Darin erzählt Sherlock auch von zwei besonderen Fällen, die das Duo zuletzt bearbeitet, aber nicht gelöst hat. Darunter der versuchte Mord an einem Wächter der königlichen Garde und der Hilferuf einer jungen Frau, die fürchtet, sich mit einem Geist getroffen zu haben. So amüsant beide Fälle sind, sie scheinen in der Erzählung selbst zu kurz zu kommen, werden aber in die gesamte Geschichte gelungen verwoben. Auch wenn sich die deutsche Synchronfassung beharrlich weigert, den "Best Man" schlicht als Trauzeugen zu übersetzen, die Verantwortlichen nehmen Watsons Bitte an Holmes zum Anlass, die Figuren endlich die persönlichere Anrede "Du" einzugehen.

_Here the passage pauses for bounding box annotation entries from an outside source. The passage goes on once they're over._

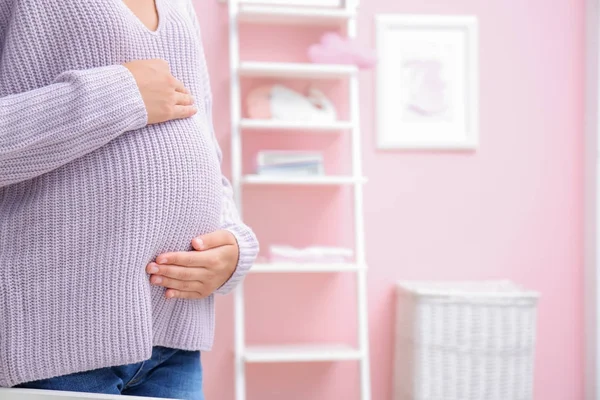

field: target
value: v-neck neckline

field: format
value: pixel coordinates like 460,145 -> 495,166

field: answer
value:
113,0 -> 167,35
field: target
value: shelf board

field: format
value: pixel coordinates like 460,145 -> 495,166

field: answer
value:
250,262 -> 364,274
243,344 -> 361,363
240,118 -> 352,133
238,61 -> 358,79
238,4 -> 356,26
242,175 -> 366,185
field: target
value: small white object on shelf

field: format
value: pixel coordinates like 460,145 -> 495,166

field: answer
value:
238,61 -> 358,79
394,281 -> 539,400
244,343 -> 361,363
240,118 -> 352,133
250,262 -> 365,274
242,175 -> 366,186
256,150 -> 324,177
219,0 -> 348,9
269,245 -> 354,263
238,4 -> 356,26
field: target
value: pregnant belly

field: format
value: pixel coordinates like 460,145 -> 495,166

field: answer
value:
83,118 -> 222,253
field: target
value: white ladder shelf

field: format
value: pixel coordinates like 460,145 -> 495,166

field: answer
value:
219,0 -> 371,400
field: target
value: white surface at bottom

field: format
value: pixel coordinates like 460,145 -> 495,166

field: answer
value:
0,388 -> 173,400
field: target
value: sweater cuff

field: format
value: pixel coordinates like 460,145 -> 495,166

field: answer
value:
215,225 -> 259,295
104,64 -> 148,130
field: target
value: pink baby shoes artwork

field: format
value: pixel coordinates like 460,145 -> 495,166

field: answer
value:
308,32 -> 377,69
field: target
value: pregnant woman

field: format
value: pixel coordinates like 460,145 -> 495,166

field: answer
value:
0,0 -> 258,399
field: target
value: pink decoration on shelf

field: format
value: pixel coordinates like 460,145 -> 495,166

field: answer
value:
246,85 -> 273,119
308,32 -> 377,69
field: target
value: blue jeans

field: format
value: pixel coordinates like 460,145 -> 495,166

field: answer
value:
15,346 -> 204,400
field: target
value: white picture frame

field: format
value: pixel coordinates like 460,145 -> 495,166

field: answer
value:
376,15 -> 479,150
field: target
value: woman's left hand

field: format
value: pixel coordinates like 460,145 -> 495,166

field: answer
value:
146,230 -> 239,299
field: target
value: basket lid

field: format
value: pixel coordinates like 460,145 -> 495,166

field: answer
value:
397,280 -> 539,298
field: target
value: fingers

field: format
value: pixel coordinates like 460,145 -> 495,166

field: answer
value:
173,77 -> 190,94
192,229 -> 237,251
150,275 -> 204,293
165,289 -> 209,299
156,251 -> 199,267
146,263 -> 210,282
175,92 -> 194,106
173,105 -> 198,119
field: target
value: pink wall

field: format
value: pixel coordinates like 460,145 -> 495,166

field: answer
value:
196,0 -> 584,400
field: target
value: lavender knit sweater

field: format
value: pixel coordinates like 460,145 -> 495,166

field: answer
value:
0,0 -> 258,387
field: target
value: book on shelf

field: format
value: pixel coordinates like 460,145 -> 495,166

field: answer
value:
256,150 -> 324,176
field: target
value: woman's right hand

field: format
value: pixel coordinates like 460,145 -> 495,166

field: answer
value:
123,59 -> 197,125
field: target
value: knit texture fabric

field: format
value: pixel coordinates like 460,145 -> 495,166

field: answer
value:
0,0 -> 258,387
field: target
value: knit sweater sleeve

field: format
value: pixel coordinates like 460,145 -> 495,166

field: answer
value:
183,0 -> 259,295
0,64 -> 148,188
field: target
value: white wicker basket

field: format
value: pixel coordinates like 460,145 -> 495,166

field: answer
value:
394,281 -> 539,400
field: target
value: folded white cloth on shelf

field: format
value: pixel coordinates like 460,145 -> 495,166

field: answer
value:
269,245 -> 354,262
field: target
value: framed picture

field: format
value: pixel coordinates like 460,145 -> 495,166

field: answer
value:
376,15 -> 479,150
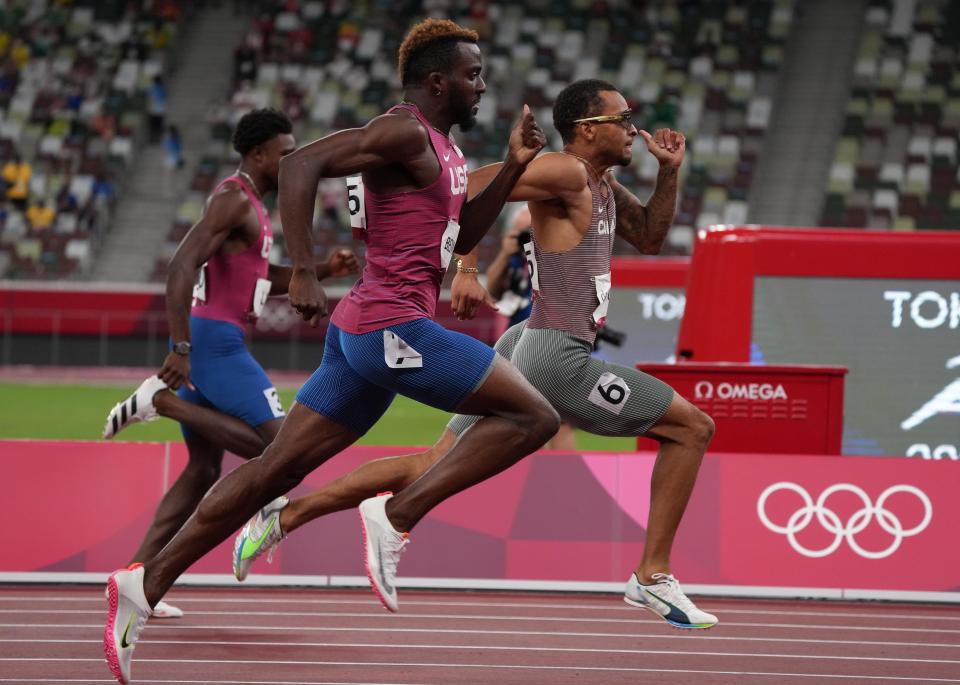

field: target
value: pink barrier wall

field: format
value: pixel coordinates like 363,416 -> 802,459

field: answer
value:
0,441 -> 960,597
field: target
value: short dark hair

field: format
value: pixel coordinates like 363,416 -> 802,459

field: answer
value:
233,107 -> 293,155
553,78 -> 617,143
397,19 -> 479,86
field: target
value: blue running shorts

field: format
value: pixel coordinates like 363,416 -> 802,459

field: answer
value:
297,318 -> 496,435
177,316 -> 284,437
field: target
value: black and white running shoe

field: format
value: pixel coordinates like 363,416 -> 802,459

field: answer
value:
103,376 -> 167,440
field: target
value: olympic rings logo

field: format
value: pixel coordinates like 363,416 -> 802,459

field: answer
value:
757,481 -> 933,559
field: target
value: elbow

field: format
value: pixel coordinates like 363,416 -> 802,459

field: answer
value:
639,240 -> 663,255
279,148 -> 323,180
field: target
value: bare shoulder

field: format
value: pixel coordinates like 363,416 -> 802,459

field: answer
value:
364,110 -> 430,156
204,181 -> 253,230
528,152 -> 588,193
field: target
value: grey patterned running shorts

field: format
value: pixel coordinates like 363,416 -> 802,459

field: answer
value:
447,322 -> 673,437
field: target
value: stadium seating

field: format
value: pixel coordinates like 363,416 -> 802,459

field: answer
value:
820,0 -> 960,230
0,0 -> 178,279
154,0 -> 794,278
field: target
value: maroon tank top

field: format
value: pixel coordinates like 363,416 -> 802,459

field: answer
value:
190,175 -> 273,328
331,103 -> 467,333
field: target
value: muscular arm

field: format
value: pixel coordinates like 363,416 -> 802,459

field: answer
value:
167,188 -> 250,342
280,114 -> 429,272
468,152 -> 587,202
607,165 -> 678,254
267,248 -> 360,295
456,160 -> 524,254
455,105 -> 547,254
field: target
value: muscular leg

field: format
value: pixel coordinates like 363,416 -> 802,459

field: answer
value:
636,394 -> 714,583
386,356 -> 560,531
127,416 -> 283,561
280,428 -> 457,535
153,390 -> 283,459
143,404 -> 358,606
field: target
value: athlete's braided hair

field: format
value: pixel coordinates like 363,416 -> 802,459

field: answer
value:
553,78 -> 617,143
397,19 -> 479,86
233,108 -> 293,155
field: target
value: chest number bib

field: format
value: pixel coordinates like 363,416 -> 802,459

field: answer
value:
440,219 -> 460,271
252,278 -> 273,317
347,176 -> 367,240
193,262 -> 207,304
593,273 -> 610,326
523,240 -> 540,295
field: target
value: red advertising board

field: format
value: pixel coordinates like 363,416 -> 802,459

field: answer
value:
637,362 -> 847,454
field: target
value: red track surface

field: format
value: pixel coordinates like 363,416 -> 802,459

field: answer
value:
0,586 -> 960,685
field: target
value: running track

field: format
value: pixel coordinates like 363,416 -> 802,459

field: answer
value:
0,585 -> 960,685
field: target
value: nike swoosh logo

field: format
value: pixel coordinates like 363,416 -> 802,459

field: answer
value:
640,588 -> 689,620
240,517 -> 277,559
377,547 -> 393,595
120,614 -> 134,649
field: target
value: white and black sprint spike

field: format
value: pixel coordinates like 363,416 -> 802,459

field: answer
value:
103,376 -> 167,440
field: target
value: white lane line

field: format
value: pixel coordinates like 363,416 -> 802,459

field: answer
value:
0,589 -> 960,622
0,657 -> 960,685
3,639 -> 960,664
0,622 -> 960,649
0,609 -> 960,634
0,677 -> 426,685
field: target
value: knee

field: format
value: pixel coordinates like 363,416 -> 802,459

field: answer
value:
250,446 -> 311,499
522,400 -> 560,449
187,461 -> 221,490
687,408 -> 717,450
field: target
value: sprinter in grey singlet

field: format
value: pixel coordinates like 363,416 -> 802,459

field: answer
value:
238,79 -> 717,628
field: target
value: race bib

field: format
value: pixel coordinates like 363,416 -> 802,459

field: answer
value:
193,262 -> 207,304
383,330 -> 423,369
593,273 -> 610,326
588,371 -> 630,416
523,240 -> 540,294
440,219 -> 460,271
260,234 -> 273,259
347,176 -> 367,240
252,278 -> 273,317
263,388 -> 285,419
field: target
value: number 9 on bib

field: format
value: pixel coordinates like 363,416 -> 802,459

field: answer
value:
589,371 -> 630,416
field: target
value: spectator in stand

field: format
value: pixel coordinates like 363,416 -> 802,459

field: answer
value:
27,198 -> 57,231
91,171 -> 117,202
163,125 -> 183,170
2,151 -> 33,212
147,75 -> 167,143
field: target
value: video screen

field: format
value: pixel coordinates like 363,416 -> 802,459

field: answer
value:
751,276 -> 960,460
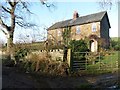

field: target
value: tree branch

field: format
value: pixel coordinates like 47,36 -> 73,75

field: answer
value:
2,6 -> 11,13
1,29 -> 7,35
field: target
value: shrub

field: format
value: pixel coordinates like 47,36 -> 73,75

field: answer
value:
18,54 -> 68,75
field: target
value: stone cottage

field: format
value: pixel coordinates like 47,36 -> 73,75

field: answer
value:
47,11 -> 111,52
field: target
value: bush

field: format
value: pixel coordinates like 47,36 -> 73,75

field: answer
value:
18,54 -> 68,75
69,40 -> 89,52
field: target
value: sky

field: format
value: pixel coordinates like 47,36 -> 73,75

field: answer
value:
0,0 -> 118,42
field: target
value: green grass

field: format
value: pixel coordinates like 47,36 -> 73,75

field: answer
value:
87,51 -> 120,74
111,37 -> 120,41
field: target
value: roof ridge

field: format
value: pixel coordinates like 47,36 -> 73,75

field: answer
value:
79,11 -> 107,18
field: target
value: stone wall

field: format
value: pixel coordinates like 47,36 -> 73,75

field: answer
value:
29,49 -> 64,61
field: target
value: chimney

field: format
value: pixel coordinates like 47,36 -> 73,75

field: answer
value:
73,11 -> 79,20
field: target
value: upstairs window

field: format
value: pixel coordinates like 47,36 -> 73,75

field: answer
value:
92,23 -> 97,32
76,26 -> 80,34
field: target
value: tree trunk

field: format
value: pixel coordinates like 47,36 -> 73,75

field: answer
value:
7,32 -> 13,60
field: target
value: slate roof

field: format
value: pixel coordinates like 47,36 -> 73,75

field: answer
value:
47,11 -> 107,30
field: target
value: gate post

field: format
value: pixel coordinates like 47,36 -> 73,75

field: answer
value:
67,49 -> 71,67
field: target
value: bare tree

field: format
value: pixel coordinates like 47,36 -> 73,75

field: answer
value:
0,0 -> 54,59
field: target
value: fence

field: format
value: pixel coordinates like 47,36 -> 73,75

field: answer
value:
67,49 -> 118,71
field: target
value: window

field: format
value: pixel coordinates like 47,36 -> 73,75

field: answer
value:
57,30 -> 61,36
92,23 -> 97,32
76,26 -> 80,34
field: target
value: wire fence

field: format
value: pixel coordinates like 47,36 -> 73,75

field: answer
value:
70,52 -> 118,70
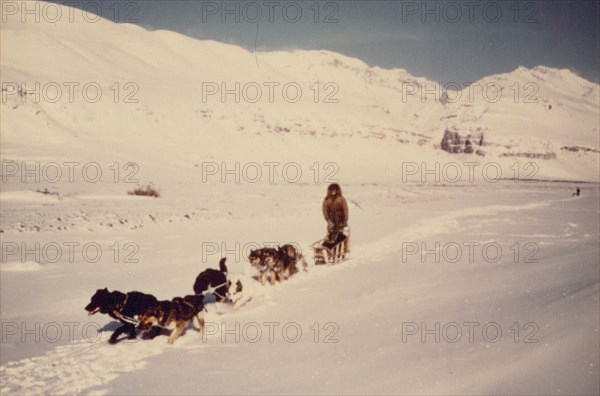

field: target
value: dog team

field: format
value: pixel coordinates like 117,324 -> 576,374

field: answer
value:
85,183 -> 348,344
85,245 -> 307,344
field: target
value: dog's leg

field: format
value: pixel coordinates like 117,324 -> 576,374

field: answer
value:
302,256 -> 308,272
196,313 -> 204,337
127,324 -> 137,340
167,322 -> 188,345
108,324 -> 128,344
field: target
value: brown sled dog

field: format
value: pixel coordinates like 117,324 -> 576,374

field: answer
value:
138,295 -> 204,344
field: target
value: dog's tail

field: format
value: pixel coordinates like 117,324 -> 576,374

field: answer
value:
219,257 -> 227,272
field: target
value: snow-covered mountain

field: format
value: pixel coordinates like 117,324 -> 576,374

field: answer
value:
0,2 -> 600,395
1,1 -> 600,181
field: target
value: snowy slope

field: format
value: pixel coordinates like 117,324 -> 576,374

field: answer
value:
1,1 -> 600,186
0,3 -> 600,395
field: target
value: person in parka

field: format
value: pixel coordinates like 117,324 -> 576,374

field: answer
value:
323,183 -> 348,234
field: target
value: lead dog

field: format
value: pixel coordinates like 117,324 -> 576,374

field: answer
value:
194,258 -> 230,302
138,295 -> 204,344
248,244 -> 307,285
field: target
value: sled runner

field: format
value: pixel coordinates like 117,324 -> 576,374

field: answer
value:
311,226 -> 350,265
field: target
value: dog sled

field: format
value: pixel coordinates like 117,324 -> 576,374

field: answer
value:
311,226 -> 350,265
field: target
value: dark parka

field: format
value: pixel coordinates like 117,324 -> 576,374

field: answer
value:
323,184 -> 348,231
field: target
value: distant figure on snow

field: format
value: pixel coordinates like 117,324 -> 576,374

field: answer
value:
323,183 -> 350,257
323,183 -> 348,234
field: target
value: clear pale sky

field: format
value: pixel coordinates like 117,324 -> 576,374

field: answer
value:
51,0 -> 600,83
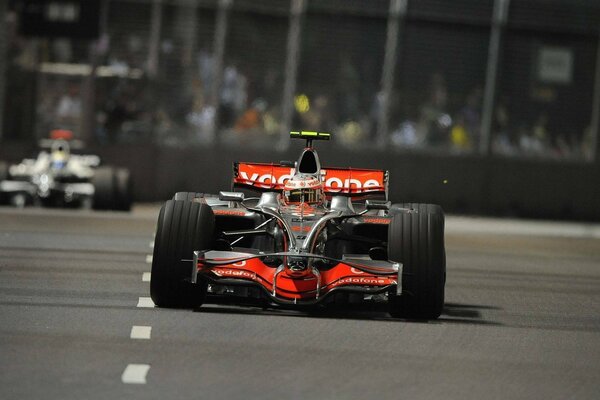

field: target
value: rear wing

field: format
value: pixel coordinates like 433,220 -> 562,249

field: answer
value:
233,162 -> 389,199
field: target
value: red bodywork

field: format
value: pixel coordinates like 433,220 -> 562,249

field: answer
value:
197,258 -> 398,301
233,162 -> 388,195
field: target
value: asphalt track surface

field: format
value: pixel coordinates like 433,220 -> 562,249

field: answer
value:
0,207 -> 600,399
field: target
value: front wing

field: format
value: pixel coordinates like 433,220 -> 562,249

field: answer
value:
191,251 -> 402,304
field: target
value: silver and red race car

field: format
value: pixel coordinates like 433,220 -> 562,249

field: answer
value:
150,132 -> 446,319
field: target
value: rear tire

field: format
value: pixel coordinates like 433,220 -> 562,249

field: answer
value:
150,200 -> 215,308
388,203 -> 446,319
92,167 -> 117,210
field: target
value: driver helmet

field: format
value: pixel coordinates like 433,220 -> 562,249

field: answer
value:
283,175 -> 325,205
50,140 -> 70,169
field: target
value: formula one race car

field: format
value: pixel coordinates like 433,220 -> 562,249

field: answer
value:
0,130 -> 131,211
150,132 -> 446,319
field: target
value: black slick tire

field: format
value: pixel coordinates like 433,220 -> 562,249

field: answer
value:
92,167 -> 117,210
150,200 -> 215,308
388,203 -> 446,319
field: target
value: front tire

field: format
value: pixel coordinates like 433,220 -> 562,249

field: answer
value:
388,203 -> 446,319
150,200 -> 215,308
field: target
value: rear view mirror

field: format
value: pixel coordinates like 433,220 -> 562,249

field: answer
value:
219,192 -> 244,203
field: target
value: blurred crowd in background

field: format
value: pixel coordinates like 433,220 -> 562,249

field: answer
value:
3,0 -> 600,160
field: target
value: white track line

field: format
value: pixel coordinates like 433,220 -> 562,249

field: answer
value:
137,297 -> 154,308
129,325 -> 152,339
121,364 -> 150,384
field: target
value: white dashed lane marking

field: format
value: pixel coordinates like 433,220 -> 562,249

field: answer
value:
121,364 -> 150,384
130,325 -> 152,339
137,297 -> 154,308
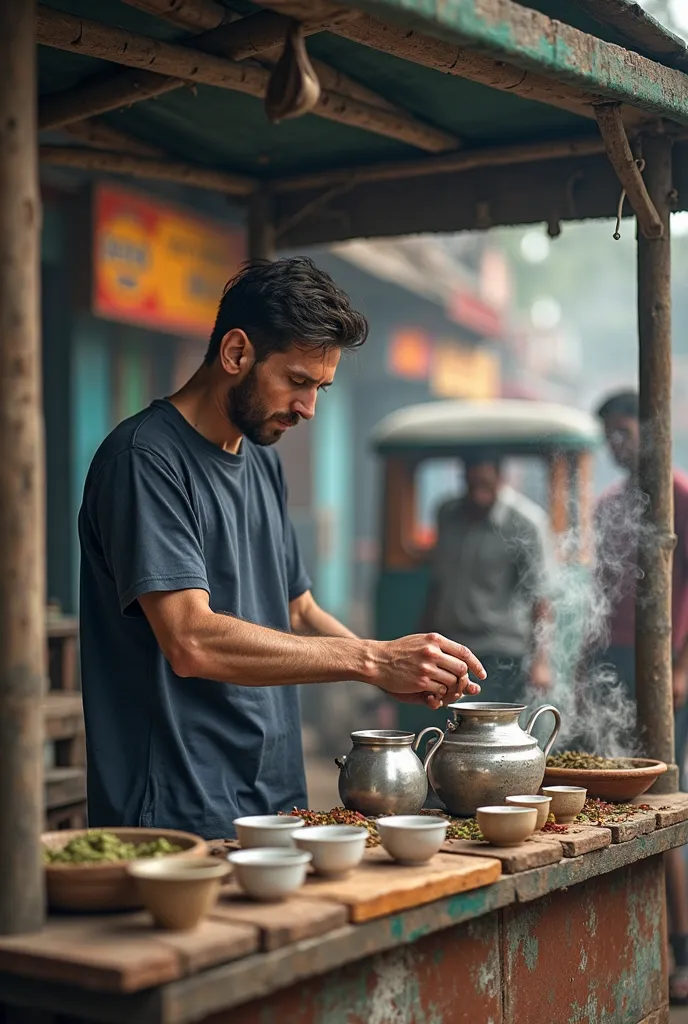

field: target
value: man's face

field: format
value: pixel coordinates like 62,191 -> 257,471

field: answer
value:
466,462 -> 502,512
227,347 -> 341,445
604,416 -> 640,471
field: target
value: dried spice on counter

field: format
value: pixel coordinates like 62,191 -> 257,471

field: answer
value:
575,800 -> 653,825
547,751 -> 631,771
281,807 -> 380,847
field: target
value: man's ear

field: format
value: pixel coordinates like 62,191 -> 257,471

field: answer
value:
218,328 -> 256,377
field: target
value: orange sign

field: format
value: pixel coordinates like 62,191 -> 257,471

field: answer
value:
387,331 -> 432,380
430,342 -> 500,399
93,185 -> 246,339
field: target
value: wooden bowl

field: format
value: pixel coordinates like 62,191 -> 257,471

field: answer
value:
41,828 -> 208,910
543,758 -> 667,804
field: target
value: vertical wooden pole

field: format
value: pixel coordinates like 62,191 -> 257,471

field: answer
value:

Wie nahtlos das Skript Watsons zukünftige Ehefrau Mary in die Geschichte einbindet, ist beeindruckend. Statt sie – wie wohl zu befürchten wäre – als Keil zwischen Sherlock und John zu treiben, ist sie vielmehr die treibende Kraft dahinter, beide Männer trotz der gravierenden Veränderung in Johns Leben, zusammenzubringen. Dass auch die Hintergrundgeschichte der allzeit präsenten Mrs. Hudson hier etwas beleuchtet wird, empfiehlt Im Zeichen der Drei umso mehr als charaktergetriebene Episode der Reihe. Andere Figuren wie Watsons ehemaliger Vorgesetzter während seiner aktiven Armeezeit, James Sholto, geraten dabei zwar ins Hintertreffen, doch Fans der Hauptfiguren sind für die vielen stimmungsvollen Momente dankbar.


Fazit:
Auch wenn die bewegte Kamera mit den vielen Zwischenschnitten mitunter etwas dick aufgetragen ist, zu sehen, wie Sherlock den Fall löst, die losen Enden verknüpft und Verbindungen herstellt, wo andere nur Chaos sehen, wiegt Voriges wieder auf. Der Kriminalfall selbst ist erneut nicht der wichtigste Grund zuzusehen, dafür die Figuren, die hier allesamt weiterentwickelt und deren ungeahnte Facetten beleuchtet werden.
Die geschliffenen Dialoge machen Spaß zum Zuhören, die gut gelaunten Darsteller Lust auf mehr und dank der leichtfüßigen Umsetzung übersieht man beinahe, dass Im Zeichen der Drei nicht unumwunden hoffnungsvoll endet. Denn auch wenn der große Schritt von Johns Hochzeit das Duo nicht trennen mag, das nächste Abenteuer, das auf ihn wartet, und das Sherlock hier vorhersieht, wird ihnen noch weniger gemeinsame Zeit lassen. Man kann nur hoffen, dass die Macher die Figuren von Sherlock nicht auseinanderreißen werden. Gerade jetzt, da sie zueinander gefunden haben.